Adding PicoContainer

I recently blogged about Rich Client Development in a 4 part series that led to a small reference implementation. It is immature, but it's in perfect condition to demonstrate the value of PicoContainer.

The current implementation of the EntryPoint class looks like this:
public class EntryPoint
{
[STAThread]
static void Main()
{
MainForm mainForm = new MainForm();
UserData userData = createUser();
new MainPresenter(mainForm, createPresenterFactory(userData));
Application.Run(mainForm);
}

private static UserData createUser()
{
UserData user = new UserData();
user.Name = "John Doe";
user.JobTitle = "Rockstar";
user.PhoneNumber = "212-555-1212";
user.Password = "password";
return user;
}

private static PresenterFactory createPresenterFactory(UserData user)
{
return new PresenterFactory(getPresenters(user));
}

private static IPresenter[] getPresenters(UserData user)
{
return new IPresenter[] { getReadPresenter(user), getUpdatePresenter(user) };
}

private static IPresenter getReadPresenter(UserData user)
{
ReadView view = new ReadView();
return new ReadPresenter(view, user);
}

private static IPresenter getUpdatePresenter(UserData user)
{
UpdateView view = new UpdateView();
return new UpdatePresenter(view, user);
}
}

While this is clean, it's a bit more verbose than necessary.
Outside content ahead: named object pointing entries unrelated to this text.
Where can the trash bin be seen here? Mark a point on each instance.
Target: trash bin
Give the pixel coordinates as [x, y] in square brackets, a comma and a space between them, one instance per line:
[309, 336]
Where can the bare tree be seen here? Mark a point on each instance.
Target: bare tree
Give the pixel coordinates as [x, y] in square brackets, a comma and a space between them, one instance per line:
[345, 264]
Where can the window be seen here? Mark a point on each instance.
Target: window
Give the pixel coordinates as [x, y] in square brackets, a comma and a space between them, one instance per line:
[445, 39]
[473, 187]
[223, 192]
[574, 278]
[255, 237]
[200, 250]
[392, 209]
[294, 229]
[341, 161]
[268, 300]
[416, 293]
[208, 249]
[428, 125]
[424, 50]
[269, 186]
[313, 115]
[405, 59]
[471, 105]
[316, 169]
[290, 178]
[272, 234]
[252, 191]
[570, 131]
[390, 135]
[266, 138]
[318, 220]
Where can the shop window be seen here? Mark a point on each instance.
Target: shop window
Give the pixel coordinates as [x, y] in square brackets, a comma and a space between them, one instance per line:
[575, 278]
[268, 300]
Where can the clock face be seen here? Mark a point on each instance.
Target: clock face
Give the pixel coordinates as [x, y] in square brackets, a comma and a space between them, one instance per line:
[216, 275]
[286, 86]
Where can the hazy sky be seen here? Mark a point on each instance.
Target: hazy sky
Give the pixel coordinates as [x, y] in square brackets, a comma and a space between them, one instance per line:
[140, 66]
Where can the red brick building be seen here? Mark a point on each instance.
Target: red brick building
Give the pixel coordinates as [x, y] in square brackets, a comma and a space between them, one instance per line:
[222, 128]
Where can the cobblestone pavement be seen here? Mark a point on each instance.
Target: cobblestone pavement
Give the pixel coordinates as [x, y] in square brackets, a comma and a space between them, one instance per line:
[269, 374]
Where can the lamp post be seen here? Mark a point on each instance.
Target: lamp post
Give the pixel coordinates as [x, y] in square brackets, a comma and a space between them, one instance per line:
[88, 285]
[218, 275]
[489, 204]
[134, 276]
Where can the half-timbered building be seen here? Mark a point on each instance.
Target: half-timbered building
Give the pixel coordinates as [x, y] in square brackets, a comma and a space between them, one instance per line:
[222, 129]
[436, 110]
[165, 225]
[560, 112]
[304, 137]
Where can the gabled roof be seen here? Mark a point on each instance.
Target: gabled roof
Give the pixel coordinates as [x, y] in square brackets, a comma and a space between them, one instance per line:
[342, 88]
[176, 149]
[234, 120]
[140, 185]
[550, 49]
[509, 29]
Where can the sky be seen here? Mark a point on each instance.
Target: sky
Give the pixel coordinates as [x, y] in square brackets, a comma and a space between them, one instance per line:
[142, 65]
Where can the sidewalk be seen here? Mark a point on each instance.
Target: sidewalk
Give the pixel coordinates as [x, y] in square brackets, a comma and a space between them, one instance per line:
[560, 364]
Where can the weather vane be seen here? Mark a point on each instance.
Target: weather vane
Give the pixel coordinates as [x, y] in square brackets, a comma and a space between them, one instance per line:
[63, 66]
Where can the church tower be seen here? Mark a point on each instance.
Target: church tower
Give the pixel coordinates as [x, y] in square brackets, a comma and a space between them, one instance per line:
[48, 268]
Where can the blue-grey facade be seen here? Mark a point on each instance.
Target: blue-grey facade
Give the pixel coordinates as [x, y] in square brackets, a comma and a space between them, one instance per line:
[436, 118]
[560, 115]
A simpler solution is to register each type with PicoContainer and allow Pico to resolve the dependencies. The only exception is that I would like to populate a UserData instance that will be used as a constructor argument to many other classes. Pico allows me to do this using RegisterComponentInstance. Converting my EntryPoint class to take advantage of PicoContainer causes the implementation to look like this:
public class EntryPoint
{
[STAThread]
static void Main()
{
DefaultPicoContainer container = new DefaultPicoContainer();
container.RegisterComponentInstance(createUser());
container.RegisterComponentImplementation(typeof(PresenterFactory));
container.RegisterComponentImplementation(typeof(MainPresenter));
container.RegisterComponentImplementation(typeof(MainForm));
container.RegisterComponentImplementation(typeof(ReadPresenter));
container.RegisterComponentImplementation(typeof(ReadView));
container.RegisterComponentImplementation(typeof(UpdatePresenter));
container.RegisterComponentImplementation(typeof(UpdateView));
MainPresenter presenter = (MainPresenter) container.GetComponentInstance(typeof(MainPresenter));
Application.Run(presenter.MainForm);
}

private static UserData createUser()
{
UserData user = new UserData();
user.Name = "John Doe";
user.JobTitle = "Rockstar";
user.PhoneNumber = "212-555-1212";
user.Password = "password";
return user;
}
}

This implementation is shorter and arguably easier to understand. Notice PicoContainer creates instance of the dependent objects I need including an array of IPresenters that are used as a constructor argument to the PresenterFactory. If you design your class as Good Citizens and prefer Constructor Injection, adding PicoContainer should be easy and very worthwhile.